A jovem olhou de esguelha para o colega.
— Não é como imaginei.
— Fico surpreso por ele ter aceitado o dinheiro sem discussão.
Celaena não disse nada. À luz fraca, Sam inspirou entrecortado.
— Acho que talvez eu vá embora — sussurrou ele.
A assassina quase tropeçou.
— Embora?
Ele não a olhava.
— Vou para Eyllwe, até Banjali, para ser exato.
— Em uma missão? — Era comum que Arobynn os enviasse por todo o continente, mas o modo como Sam falava parecia... diferente.
— Para sempre — respondeu ele.
— Por quê? — A voz de Celaena pareceu um pouco esganiçada aos próprios ouvidos.
Sam a encarou.
— O que tenho que me mantenha aqui? Arobynn já mencionou que pode ser útil nos estabelecermos no sul também.
— Arobynn... — A jovem fervilhou de ódio, lutando para manter a voz sussurrada. — Conversou com ele a respeito disso?
Sam fez um movimento interrompido com os ombros.

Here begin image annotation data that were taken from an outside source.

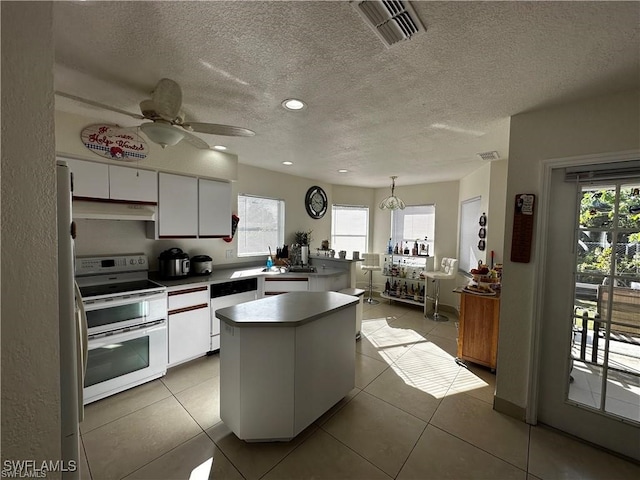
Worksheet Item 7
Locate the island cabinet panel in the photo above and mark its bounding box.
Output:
[218,292,357,441]
[458,292,500,370]
[225,324,296,441]
[294,307,356,432]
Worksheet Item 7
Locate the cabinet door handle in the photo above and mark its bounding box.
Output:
[167,286,208,297]
[169,303,209,315]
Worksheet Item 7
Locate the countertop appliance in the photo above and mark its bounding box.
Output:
[158,247,191,278]
[189,255,213,275]
[56,160,87,480]
[75,254,168,405]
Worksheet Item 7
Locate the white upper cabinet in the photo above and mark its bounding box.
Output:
[61,158,109,199]
[109,165,158,204]
[198,178,231,237]
[158,173,198,238]
[64,159,158,205]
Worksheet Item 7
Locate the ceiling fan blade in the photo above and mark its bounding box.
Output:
[151,78,182,122]
[55,91,144,120]
[182,132,211,150]
[182,122,256,137]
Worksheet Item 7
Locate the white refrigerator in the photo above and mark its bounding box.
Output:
[56,160,87,479]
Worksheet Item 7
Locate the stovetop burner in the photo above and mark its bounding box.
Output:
[80,280,164,298]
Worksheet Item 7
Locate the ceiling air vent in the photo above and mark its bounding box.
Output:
[477,150,500,162]
[352,0,426,48]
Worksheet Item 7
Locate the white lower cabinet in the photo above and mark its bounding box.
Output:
[168,285,211,367]
[209,288,257,352]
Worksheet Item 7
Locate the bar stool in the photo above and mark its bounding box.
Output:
[425,257,458,322]
[360,253,382,305]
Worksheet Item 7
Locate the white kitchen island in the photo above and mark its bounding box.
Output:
[216,292,358,442]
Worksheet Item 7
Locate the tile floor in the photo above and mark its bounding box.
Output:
[81,303,640,480]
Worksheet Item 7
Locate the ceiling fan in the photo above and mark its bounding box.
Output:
[56,78,255,149]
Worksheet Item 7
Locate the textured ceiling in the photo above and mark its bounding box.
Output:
[53,1,640,187]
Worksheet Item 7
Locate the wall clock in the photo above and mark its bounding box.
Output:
[304,186,329,218]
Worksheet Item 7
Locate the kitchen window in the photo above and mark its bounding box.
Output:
[331,205,369,255]
[237,195,284,257]
[391,205,436,256]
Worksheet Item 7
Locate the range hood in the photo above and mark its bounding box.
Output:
[73,200,156,221]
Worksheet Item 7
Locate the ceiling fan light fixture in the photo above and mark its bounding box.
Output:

— Casualmente. Não é oficial.
— Mas... mas Banjali fica a milhares de quilômetros de distância.
— Sim, mas Forte da Fenda pertence a você e Arobynn. Sempre serei... uma alternativa.

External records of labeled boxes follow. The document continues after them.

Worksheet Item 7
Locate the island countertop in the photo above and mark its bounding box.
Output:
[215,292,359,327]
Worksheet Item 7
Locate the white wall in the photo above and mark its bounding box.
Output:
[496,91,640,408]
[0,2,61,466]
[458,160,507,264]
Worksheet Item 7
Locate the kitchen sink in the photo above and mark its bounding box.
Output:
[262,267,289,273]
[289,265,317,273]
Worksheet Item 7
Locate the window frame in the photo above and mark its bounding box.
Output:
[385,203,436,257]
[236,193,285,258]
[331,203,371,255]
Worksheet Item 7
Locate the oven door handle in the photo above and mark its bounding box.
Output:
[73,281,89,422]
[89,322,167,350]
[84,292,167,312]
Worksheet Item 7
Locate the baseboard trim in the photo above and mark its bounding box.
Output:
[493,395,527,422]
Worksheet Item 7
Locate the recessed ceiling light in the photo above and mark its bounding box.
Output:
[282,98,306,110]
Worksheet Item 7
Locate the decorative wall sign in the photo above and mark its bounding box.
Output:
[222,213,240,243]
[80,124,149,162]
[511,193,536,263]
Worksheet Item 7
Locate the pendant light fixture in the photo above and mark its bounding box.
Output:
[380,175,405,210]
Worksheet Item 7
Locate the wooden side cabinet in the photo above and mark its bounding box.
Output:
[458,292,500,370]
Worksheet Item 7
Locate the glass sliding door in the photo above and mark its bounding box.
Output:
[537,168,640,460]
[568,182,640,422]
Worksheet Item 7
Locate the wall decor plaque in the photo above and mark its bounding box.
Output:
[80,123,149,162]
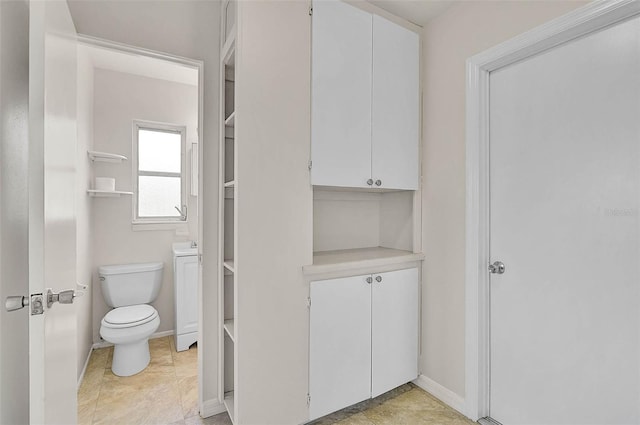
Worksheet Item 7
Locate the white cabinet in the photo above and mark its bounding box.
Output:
[371,15,420,190]
[311,1,420,190]
[309,268,419,419]
[173,255,198,351]
[311,1,373,187]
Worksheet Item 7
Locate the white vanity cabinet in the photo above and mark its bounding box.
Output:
[309,268,419,419]
[311,1,420,190]
[173,249,198,351]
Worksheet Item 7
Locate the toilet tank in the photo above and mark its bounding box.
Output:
[98,263,164,307]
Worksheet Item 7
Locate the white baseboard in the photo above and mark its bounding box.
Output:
[200,398,227,418]
[91,329,175,350]
[413,375,466,416]
[77,346,93,389]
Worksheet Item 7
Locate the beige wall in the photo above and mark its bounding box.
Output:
[74,46,93,378]
[421,1,585,397]
[91,69,198,341]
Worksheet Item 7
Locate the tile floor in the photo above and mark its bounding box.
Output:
[78,337,474,425]
[309,384,477,425]
[78,337,231,425]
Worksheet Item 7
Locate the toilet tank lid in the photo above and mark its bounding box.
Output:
[98,263,164,276]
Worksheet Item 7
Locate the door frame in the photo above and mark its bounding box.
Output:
[77,33,210,415]
[464,0,640,420]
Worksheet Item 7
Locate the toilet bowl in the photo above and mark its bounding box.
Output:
[100,304,160,376]
[98,263,163,376]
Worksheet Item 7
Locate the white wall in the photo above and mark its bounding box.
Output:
[91,68,198,341]
[0,1,29,424]
[421,1,584,397]
[68,0,220,406]
[74,46,93,378]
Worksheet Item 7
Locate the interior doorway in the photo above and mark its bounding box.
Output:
[467,2,640,424]
[78,35,203,423]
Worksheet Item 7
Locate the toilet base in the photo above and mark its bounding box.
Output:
[111,338,151,376]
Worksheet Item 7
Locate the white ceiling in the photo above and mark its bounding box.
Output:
[369,0,456,27]
[79,44,198,86]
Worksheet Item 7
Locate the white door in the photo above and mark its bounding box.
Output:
[309,275,371,419]
[490,13,640,425]
[27,1,77,424]
[370,15,420,190]
[371,269,420,397]
[311,0,372,187]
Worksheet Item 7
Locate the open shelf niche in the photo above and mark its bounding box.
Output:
[304,187,423,274]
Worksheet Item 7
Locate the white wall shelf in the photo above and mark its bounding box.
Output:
[87,151,127,162]
[224,111,236,127]
[87,189,133,198]
[224,319,236,342]
[302,247,424,276]
[224,260,236,273]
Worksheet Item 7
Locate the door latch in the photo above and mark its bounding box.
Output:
[489,261,506,274]
[4,294,44,316]
[47,288,82,308]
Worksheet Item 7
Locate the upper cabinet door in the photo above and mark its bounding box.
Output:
[371,268,420,397]
[311,0,373,187]
[370,15,420,190]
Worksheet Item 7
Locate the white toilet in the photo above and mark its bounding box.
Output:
[98,263,163,376]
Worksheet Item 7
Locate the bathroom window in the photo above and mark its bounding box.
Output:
[133,121,187,223]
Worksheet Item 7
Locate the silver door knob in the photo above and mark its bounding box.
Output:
[489,261,506,274]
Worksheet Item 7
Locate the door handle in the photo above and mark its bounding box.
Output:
[489,261,506,274]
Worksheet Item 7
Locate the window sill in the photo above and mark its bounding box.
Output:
[131,221,189,232]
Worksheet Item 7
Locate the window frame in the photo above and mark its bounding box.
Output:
[131,120,189,225]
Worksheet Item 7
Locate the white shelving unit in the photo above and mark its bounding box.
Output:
[219,1,238,424]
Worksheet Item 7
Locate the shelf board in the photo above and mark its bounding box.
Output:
[87,151,127,162]
[224,391,235,423]
[87,189,133,198]
[223,260,236,273]
[302,247,424,275]
[224,111,236,127]
[224,319,236,342]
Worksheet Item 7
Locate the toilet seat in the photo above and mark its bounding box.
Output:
[102,304,158,329]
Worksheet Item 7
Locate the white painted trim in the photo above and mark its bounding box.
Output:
[77,346,93,389]
[413,375,465,415]
[91,329,175,350]
[200,398,227,418]
[464,0,640,420]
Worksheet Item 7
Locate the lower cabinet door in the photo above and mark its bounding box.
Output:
[371,268,419,397]
[309,275,371,419]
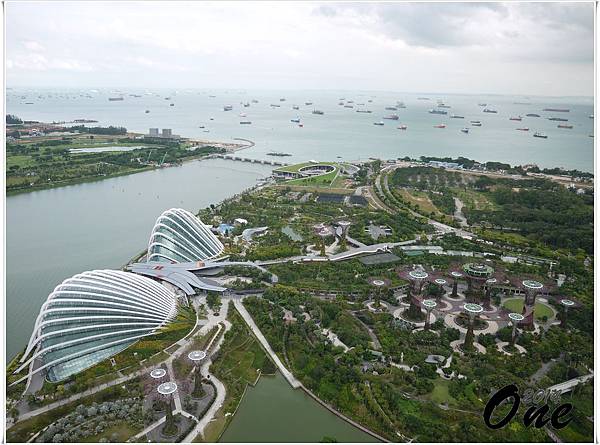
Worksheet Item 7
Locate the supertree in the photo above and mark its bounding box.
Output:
[338,221,351,250]
[400,269,429,320]
[463,263,494,302]
[508,312,525,346]
[450,270,464,298]
[462,303,483,351]
[511,278,545,330]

— Eu preferiria ser uma alternativa em Forte da Fenda a ser chefe dos assassinos de Banjali. — Celaena odiava precisar manter a voz tão baixa. Queria atirar alguém contra a parede. Queria
demolir o esgoto com as próprias mãos.
— Vou partir no fim do mês — disse Sam, ainda calmo.
— Isso é em duas semanas!
— Tenho algum motivo para ficar?
— Sim! — exclamou a assassina, o mais alto possível, embora mantivesse o tom sussurrado. — Tem sim. — Ele não respondeu. — Não pode ir.
— Dê um motivo.
— Porque qual seria o objetivo de qualquer coisa se você simplesmente desaparecesse para sempre? — ciciou a jovem, abrindo os braços.
— O objetivo de quê, Celaena?
Como Sam podia estar tão calmo quando ela estava tão agitada?

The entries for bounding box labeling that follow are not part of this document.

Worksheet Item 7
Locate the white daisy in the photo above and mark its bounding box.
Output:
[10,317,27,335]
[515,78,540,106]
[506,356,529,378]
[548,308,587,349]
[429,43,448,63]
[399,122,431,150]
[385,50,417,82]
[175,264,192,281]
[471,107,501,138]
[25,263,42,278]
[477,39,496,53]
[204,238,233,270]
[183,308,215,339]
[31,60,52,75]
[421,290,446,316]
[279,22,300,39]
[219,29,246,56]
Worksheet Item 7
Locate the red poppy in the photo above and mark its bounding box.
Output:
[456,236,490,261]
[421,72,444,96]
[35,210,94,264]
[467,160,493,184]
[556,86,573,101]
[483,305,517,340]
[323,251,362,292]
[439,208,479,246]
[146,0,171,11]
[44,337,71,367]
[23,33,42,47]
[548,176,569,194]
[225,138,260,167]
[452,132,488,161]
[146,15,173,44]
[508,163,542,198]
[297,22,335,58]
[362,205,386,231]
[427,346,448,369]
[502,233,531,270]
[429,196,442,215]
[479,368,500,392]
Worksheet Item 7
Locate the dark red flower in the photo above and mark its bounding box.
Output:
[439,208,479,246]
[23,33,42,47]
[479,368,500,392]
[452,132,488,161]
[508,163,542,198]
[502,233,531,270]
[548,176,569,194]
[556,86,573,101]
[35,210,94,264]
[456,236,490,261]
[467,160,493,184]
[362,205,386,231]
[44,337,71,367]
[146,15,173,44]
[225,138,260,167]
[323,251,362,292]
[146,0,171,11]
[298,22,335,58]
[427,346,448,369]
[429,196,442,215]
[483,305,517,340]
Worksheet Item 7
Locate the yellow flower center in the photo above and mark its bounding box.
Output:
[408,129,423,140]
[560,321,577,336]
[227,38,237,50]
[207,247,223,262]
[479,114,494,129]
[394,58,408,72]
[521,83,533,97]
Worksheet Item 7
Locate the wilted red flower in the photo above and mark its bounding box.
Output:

— O objetivo de baía da Caveira, e o objetivo de me dar aquela partitura, e o objetivo de... o objetivo de contar a Arobynn que o perdoaria se jamais me ferisse de novo.
— Você disse que não se importava com o que eu pensava. Ou com o que eu fizesse. Ou se eu morresse, se não estou enganado.
— Menti! E sabe que menti, seu canalha idiota!
Sam riu baixinho.
— Quer saber como passei este verão? — Celaena ficou imóvel. Ele passou a mão pelos cabelos castanhos. — Passei cada dia lutando contra o impulso de cortar o pescoço de Arobynn. E ele sabia que eu o queria morto.
Vou matar você!, gritara Sam para Arobynn.
— Assim que acordei depois de ser espancado, percebi que precisava ir embora. Porque eu o mataria se não fosse. Mas não podia. — O rapaz avaliou o rosto de Celaena. — Não até que você voltasse. Não até que eu soubesse que estava bem, até que visse que você estava a salvo.
Respirar tornou-se muito, muito difícil.
— Ele também sabia — continuou Sam. — Então decidiu explorar isso. Não me recomendou para as missões. Em vez disso, me obrigou a ajudar Lysandra e Clarisse. Me obrigou a acompanhá-las pela cidade em piqueniques e festas. Isso se tornou um jogo entre nós: quanto dessa porcaria eu suportaria antes de perder a cabeça. Mas nós dois sabíamos que Arobynn sempre teria vantagem. Sempre teria você. Mesmo assim, passei cada dia do verão esperando que voltasse inteira. Mais que isso, esperava que voltasse para se vingar do que ele tinha feito a você.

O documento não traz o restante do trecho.